Patrick Stuart’s Deep Carbon Observatory (DCO) is a piece of writing so captivating, so strange. Beyond hobby, becoming art. It drew me into “the OSR” and, for the first time since the 1980s, made me really, really want to run a game.
DCO is set in valley in the wake of a dam burst. The opening scenes, of refugees and ruin, are apocalyptic and fast-paced. But the valley has an ancient history, aspects of which are slowly revealed as the characters adventure onwards.

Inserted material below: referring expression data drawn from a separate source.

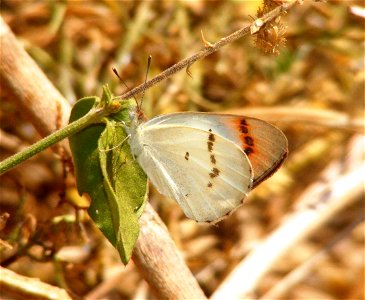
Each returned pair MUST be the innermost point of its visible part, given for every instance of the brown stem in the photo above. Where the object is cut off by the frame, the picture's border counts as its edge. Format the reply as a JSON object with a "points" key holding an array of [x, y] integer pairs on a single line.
{"points": [[210, 48], [155, 254]]}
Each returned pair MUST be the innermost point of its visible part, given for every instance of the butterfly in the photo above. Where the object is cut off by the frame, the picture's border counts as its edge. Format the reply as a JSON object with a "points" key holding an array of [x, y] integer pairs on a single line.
{"points": [[207, 162]]}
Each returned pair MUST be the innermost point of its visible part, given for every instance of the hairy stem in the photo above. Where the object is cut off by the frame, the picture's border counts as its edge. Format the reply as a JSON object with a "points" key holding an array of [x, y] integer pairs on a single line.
{"points": [[210, 48]]}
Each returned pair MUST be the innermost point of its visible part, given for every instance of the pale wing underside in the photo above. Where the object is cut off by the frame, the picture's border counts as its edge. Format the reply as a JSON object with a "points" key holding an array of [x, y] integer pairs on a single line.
{"points": [[266, 148], [206, 174]]}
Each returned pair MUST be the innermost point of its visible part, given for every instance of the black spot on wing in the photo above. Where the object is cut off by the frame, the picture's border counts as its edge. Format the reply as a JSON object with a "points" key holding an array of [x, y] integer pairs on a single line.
{"points": [[214, 173], [187, 155]]}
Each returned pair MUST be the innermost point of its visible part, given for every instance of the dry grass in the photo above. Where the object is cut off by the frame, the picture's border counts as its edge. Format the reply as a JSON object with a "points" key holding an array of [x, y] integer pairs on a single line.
{"points": [[313, 89]]}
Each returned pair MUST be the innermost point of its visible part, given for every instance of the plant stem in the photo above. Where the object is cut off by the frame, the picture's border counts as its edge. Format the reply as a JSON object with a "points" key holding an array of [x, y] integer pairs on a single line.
{"points": [[92, 117]]}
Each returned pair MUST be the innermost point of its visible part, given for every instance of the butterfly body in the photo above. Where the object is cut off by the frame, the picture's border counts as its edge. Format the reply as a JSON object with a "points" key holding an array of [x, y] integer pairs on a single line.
{"points": [[206, 162]]}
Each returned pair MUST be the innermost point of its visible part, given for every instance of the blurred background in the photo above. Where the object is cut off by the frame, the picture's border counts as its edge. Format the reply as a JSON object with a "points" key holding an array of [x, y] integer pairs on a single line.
{"points": [[306, 76]]}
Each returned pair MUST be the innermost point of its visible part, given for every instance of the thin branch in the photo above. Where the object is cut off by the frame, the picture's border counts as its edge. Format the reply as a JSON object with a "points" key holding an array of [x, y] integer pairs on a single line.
{"points": [[210, 48], [320, 202]]}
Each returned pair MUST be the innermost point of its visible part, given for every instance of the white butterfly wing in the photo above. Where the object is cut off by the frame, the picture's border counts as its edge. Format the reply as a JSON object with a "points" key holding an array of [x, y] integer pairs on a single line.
{"points": [[265, 145], [207, 174]]}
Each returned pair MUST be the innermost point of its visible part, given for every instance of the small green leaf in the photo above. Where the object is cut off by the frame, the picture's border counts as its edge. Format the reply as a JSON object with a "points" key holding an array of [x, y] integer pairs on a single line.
{"points": [[106, 170], [125, 196]]}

A charge sometimes levelled against DCO (by idiots with no imagination) is that the book contains too much backstory – information “for the DM’s eyes only”. Knowing the 5,000-year backstory to the scenario certainly spices up the DMing of DCO, just as a bay leaf spices stew, but there are also plenty of opportunities to allow the players more direct access to the deeper history of the valley (several of the adventure hooks begin this process).

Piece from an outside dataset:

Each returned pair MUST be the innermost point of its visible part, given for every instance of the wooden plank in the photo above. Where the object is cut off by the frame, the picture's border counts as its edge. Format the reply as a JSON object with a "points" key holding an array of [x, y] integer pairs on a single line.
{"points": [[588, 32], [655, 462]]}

Perhaps the easiest, most fun way of doing this is running the adventure using the Weird North (WN) rules. Like Electric Bastionland, Cairn, Mausritter and others, WN is based on Into The Odd (ItO), and is set in a grimdark world where characters have divinatory and prophetic powers. It’s the perfect partner for DCO.
WN shares most of its mechanics with ItO, but it adds two things. Archetypes (character classes) and Corruption. Both are a lot of fun, and both add mechanics whereby players can access historical information.
Some of the archetypes map more-or-less onto D&D character class, although all have access to some specific and often unusual abilities and restrictions, so a Contender (basically a fighter) might gain a strength bonus in front of a large audience, a Sepulchrite (thief) might be unable to resist stealing any religious relic, and a Warden (ranger) might improve their abilities by restoring order to chaos.
But the three other archetypes are more unusual, and scrape beneath the skin of the dam-builders’ ancient history.
First, meet the Dirtfriend:
You see a stone sarcophagus floating downriver. Inside is a mummy with a mask made of lapis lazuli and gold. In its left hand is a Branching Key with teeth arrayed like silver leaves. In its right hand, an iron sword.
I pull a bit of bandage from the mummy’s face and suck on it.
The bandage disintegrates on your tongue. It tastes of ancient civilisations. It leaves a gritty, peppery burn at the back of your throat.
I lick the branching key.
A cloying mist dissipates. A stone room. Murals. A pillar decked in chains.
I lick the sword
Bitter metal , blood and earth. The sword seeks fear. It holds deep, deep sorrow, felt only by the dead.
Ironically, our party’s dirtfriend could not bear to eat fish, the one food that the valley has in abundance.
Next the Oraculary:
I whisper into the wind the questions “Weal and woe, who peers through my extra pupil?” and then “Woe and weal, how will we safely take the treasure in the lake?”
The wind whispers back “Weal woe, Ghar, Ghar, Ghar, Ghar” and “Woe weal, you needs be good swimmer. Such good swimmer.”
Finally, the Curator:
The game also has a mechanic for corruption. Every horrific experience adds a point of corruption. With each point, the character risks gaining small (though often useful) mutations and curses. As they build, the character becomes more powerful but also loses control, until finally they are sucked into another dimension and out of the game.
Corruption points should be handed out liberally. At some point in the campaign, characters should start popping out of existence.
And that’s pretty much it as far as mechanics goes – the rest of the game’s rules are identical to Into The Odd’s.